Home > Sensation Machines(7)

Sensation Machines(7)
Author: Adam Wilson

   It was amazing how many industries automation had so quickly thrown into disrepair. Service, retail, and factory jobs were hit hardest, but white-collar industries were also affected, from IT to sales to customer service. Even former blue-shirts were out in force, ex-cops who’d cuffed dozens in 2011, now linked in solidarity against the tear gas–equipped drones that had stolen their street beats. A workers’ strike meant nothing in this automated city, or if not nothing then the opposite of its intent: it reminded the masters what little need they had for a human workforce. For now, the tear gas stayed unsprayed, but as the sound of the human mic increased in volume, and drumbeats quickened to amphetamine tempo, and protesters pounded fists against palms, one couldn’t help but wonder if, this time, true violence might ensue.

   A few blocks away, outside Goldman Sachs, a smaller demonstration was at hand. A group of young people gathered around a card table, holding signs with anti-Goldman slogans. Seated at its center, I was surprised to see, was Jay Devor, founder of a social network and new-media empire called Nøøse. Begun as an app for finding protest events in the tristate area, Nøøse had grown into a large-scale nonprofit with offices on both coasts, two hundred full-time employees, print and online publishing arms, and a user base nearing the two million mark.

   Nøøse had been instrumental in spearheading #Occupy’s organizational upgrade, in part by creating a manageable infrastructure for earmarking donations, and by implementing an online voting system that pushed the movement closer to its vision of a true direct democracy. Devor—a baby-faced elder statesman among his Gen Z cohorts—had become the de facto face of the movement after his public arrest during a reading of Melville’s Bartleby, the Scrivener. The reading stopped traffic on the Brooklyn Bridge, and Devor appeared handcuffed on Page Six, smiling for the cameras: part Robin Hood, part Zuckerberg, part Jewish JFK.
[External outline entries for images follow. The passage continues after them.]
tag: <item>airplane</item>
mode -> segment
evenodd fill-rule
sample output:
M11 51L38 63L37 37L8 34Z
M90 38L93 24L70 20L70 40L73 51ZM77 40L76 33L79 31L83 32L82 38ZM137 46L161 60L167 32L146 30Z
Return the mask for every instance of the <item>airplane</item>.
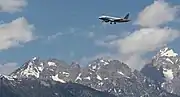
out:
M121 17L112 17L112 16L106 16L106 15L102 15L102 16L99 16L99 19L102 20L102 22L110 22L110 24L112 24L114 22L114 24L117 23L124 23L124 22L129 22L131 21L129 18L129 13L127 13L125 15L124 18L121 18Z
   Devor and I were classmates at Columbia, and had crossed paths at Brooklyn bars and mutual friends’ birthday parties in the years since. Beyond his disgust at what I did for a living, I sensed a begrudging respect. I’d recently emailed Devor with an article pitch for Nøøse’s eponymous webzine of culture and politics. The piece was an unwritten excerpt from the book I was writing—or planning on writing—called Eminem: American American in America. I had yet to receive a reply.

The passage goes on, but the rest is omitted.